Shane & Shane has cemented its status as one of contemporary Christian music's most consistent, compelling, and successful artists for nearly a decade. A staple on the fickle college circuit, the acoustic guitar-wielding duo has averaged 250-300 shows per year for most of its career. Between independent recordings, six studio releases, and a combo CD/DVD live project, its tally hovers around a half-million records sold. It would easy to let these statistics overshadow the essential reason Shane & Shane has come so far in the first place. "The ministry of Shane & Shane is to just tell people about Jesus," explains Shane Barnard with his characteristic Texan candor.
Among the most devotionally focused singer/songwriters of this generation, for Shane Barnard and Shane Everett, it all comes back to the creative source. "We always have a tendency to bring the scriptures into our songs," Barnard explains. "It happens naturally for us. It's not like we have a game plan, but we've always spent a lot of time in the Word of God. The Word of God is just so good - if you don't mess with it - it's hard to mess it up. I think this album, probably more than any other album we've done, is the Word of God set to music."

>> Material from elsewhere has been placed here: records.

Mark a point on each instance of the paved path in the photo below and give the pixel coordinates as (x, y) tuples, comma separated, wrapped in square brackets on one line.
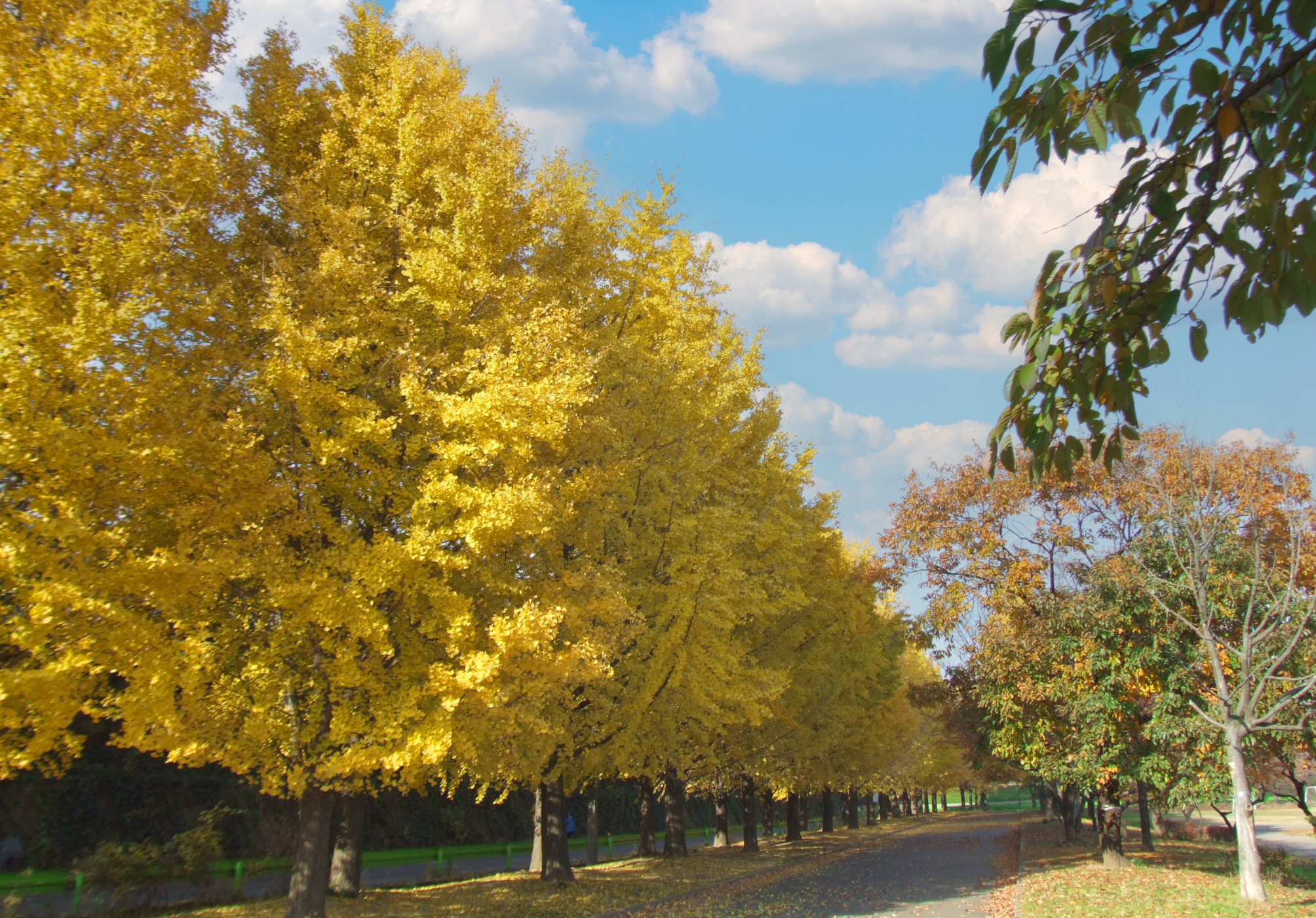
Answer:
[(1285, 826), (944, 869)]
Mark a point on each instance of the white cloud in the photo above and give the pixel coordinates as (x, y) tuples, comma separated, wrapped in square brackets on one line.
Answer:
[(798, 291), (1254, 436), (553, 75), (845, 40), (315, 23), (794, 291), (554, 79), (866, 444), (997, 243), (929, 327), (916, 447), (812, 414)]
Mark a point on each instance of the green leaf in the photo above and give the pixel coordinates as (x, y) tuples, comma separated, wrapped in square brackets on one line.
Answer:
[(1203, 78), (1015, 326), (1066, 41), (1007, 456), (1024, 53), (1125, 121), (1302, 18), (1160, 352), (1168, 103), (997, 54), (1095, 128), (984, 180), (1198, 340)]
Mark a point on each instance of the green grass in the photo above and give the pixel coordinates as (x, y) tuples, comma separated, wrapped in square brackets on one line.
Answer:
[(1177, 880)]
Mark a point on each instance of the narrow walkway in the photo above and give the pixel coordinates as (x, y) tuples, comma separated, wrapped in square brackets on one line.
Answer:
[(942, 869), (1285, 826)]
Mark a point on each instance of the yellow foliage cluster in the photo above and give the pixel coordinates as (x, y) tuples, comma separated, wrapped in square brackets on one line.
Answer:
[(344, 447)]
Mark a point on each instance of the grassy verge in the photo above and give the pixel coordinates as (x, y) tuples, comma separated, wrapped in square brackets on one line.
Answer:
[(612, 885), (1177, 880)]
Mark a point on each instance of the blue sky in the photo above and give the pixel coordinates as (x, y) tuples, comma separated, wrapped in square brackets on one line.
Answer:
[(824, 146)]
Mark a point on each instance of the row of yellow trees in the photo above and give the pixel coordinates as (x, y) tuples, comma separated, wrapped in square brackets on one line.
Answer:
[(344, 448)]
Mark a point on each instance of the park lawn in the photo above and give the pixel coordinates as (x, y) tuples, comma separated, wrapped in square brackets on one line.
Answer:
[(1177, 880), (612, 885)]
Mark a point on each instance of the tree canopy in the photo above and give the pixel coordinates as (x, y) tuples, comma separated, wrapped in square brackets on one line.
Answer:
[(1218, 106)]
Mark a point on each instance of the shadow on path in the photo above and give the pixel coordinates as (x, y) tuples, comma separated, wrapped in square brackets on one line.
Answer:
[(939, 869)]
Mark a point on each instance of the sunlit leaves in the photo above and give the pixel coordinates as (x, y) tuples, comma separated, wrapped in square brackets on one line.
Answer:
[(1224, 165)]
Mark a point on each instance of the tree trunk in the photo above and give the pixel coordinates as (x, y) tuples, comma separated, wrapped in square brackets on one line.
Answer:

Placing this musical inspiration into a context that their audience can embrace is a skill that both Shane Everett and Shane Barnard have learned to do at an exceptionally high level. The Shanes see it as a two-part process consisting of both craft and inspiration. Sometimes, they admit, putting the two parts of that process together can take a long, long time.
"There are a number of songs on this album that have been in the process of being written for the past 15 years or so," Barnard muses. ‘Everything is Different' is one of those songs that has been in process for years, probably since I became a believer. I didn't grow up in a Christian home. I had great parents, but they didn't know the Lord until later on in life. I found the Gospel when I was in high school and, since then, everything has changed in a thousand different ways. That is especially true of the past couple of years."
Barnard points to the death of his father, a new believer at the age of 68, and his recent marriage to Christian artist Bethany Dillon as examples of the vast difference between his old mindset and his new perspective.
"My father's passing was my first up close experience with death," he says. "Christ took the sting out of death. He conquered sin and death. That is completely different from the hopelessness of experiencing the death of a loved one outside of Christ.
"Conversely, walking through marriage in light of who Jesus is, and what He said about marriage, is vastly different from the horror stories you hear from people in the world who view marriage as just two people trying to get along in the same space. ‘Everything is Different' is a song about all of these things that are completely changed and how different they are in Christ."